SWIFT and the Boston Consulting group release new information paper on evolving cybersecurity threats in India
In recent years, the financial community in the Indian subcontinent has fallen victim to substantial wire frauds. External and internal malicious actors have successfully compromised the operating environment of the banks, stealing or misusing SWIFT operator credentials, executing fraudulent transactions and obfuscating the attacks. In response, the Reserve Bank of India has introduced strict operating controls, imposing fines in cases of non-compliance, and continues to audit and monitor SWIFT channel operations. The threat of cyberattacks on banks and their critical channel infrastructure, including SWIFT, is persistent and increasingly sophisticated.
The new information paper provides a summary of recent SWIFT threat intelligence, explaining the recent evolutions of cyber threats and the patterns financial institutions can use to improve their transaction monitoring. It also describes key developments in the SWIFT Customer Security Programme (CSP), including:
- the Customer Security Control Framework (CSCF) v2019, which will uplift the controls required in the operating environment of SWIFT users;
- the Payments Control Service (PCS), a zero-footprint, in-network screening utility which offers a last line of defence in the event your operating environment is compromised;
- quality and timely data for reconciliation to enable timely detection and response to active attacks; and
- SWIFT messaging infrastructure features to strengthen multi-factor authentication and integration with enterprise authentication systems.
The report also includes BCG analysis of RBI data setting the scene of an increasingly digital industry put under pressure by cybersecurity.
Along with an aggressive regulatory agenda, pressing demands from domestic consumers, and continuing competition from incumbents and new home grown & foreign entrants have set a fast-paced roadmap for digitisation in financial services.
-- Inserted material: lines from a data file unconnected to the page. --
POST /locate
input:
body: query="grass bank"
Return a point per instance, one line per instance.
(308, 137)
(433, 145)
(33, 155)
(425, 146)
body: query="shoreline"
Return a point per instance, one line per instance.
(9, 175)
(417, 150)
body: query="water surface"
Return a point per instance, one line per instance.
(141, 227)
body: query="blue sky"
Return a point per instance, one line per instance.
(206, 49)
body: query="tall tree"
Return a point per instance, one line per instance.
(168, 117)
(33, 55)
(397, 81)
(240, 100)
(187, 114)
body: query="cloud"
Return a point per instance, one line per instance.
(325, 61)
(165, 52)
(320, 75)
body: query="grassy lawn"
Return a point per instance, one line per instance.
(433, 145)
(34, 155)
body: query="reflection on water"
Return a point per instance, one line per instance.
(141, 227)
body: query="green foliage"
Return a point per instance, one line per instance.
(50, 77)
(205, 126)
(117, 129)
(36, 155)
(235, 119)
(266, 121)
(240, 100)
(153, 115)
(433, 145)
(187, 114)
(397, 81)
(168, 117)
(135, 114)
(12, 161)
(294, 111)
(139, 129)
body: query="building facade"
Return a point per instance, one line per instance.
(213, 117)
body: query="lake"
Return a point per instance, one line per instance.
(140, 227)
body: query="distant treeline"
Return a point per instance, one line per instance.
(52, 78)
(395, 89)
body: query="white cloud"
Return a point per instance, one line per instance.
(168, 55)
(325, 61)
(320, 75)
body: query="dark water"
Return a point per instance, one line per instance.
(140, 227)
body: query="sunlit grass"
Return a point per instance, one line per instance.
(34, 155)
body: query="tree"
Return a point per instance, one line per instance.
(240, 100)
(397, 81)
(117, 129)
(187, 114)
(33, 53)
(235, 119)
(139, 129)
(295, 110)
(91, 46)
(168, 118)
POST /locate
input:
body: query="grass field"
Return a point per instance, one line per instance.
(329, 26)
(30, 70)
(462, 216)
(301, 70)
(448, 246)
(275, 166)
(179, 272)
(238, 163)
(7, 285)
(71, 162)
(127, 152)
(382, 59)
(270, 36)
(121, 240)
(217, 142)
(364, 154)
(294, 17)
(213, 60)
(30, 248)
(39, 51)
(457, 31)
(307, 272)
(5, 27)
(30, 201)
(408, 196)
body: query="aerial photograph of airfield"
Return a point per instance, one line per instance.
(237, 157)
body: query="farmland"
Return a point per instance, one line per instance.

While short and medium term challenges remain, digitisation will be a key enabler for India to achieve its forecasted 7.6% GDP growth in 2019-20 FY, putting it ahead of its BRICS counterparts.
Cybersecurity poses a significant threat to this roadmap. IT and operations executives at financial institutions should instil a culture and discipline of security while mindfully enabling the enterprise with new digital capabilities to combat looming threats. SWIFT is committed to supporting our community in responding to persistent threats targeting our community in the Indian subcontinent and globally.
As cyberattacks are growing more complex and sophisticated, financial institutions must remain ahead of the curve and have adequate cybersecurity processes in place. In this context, information sharing is critical: the more information the community will be able to share, the better prepared the industry will be to face new attacks.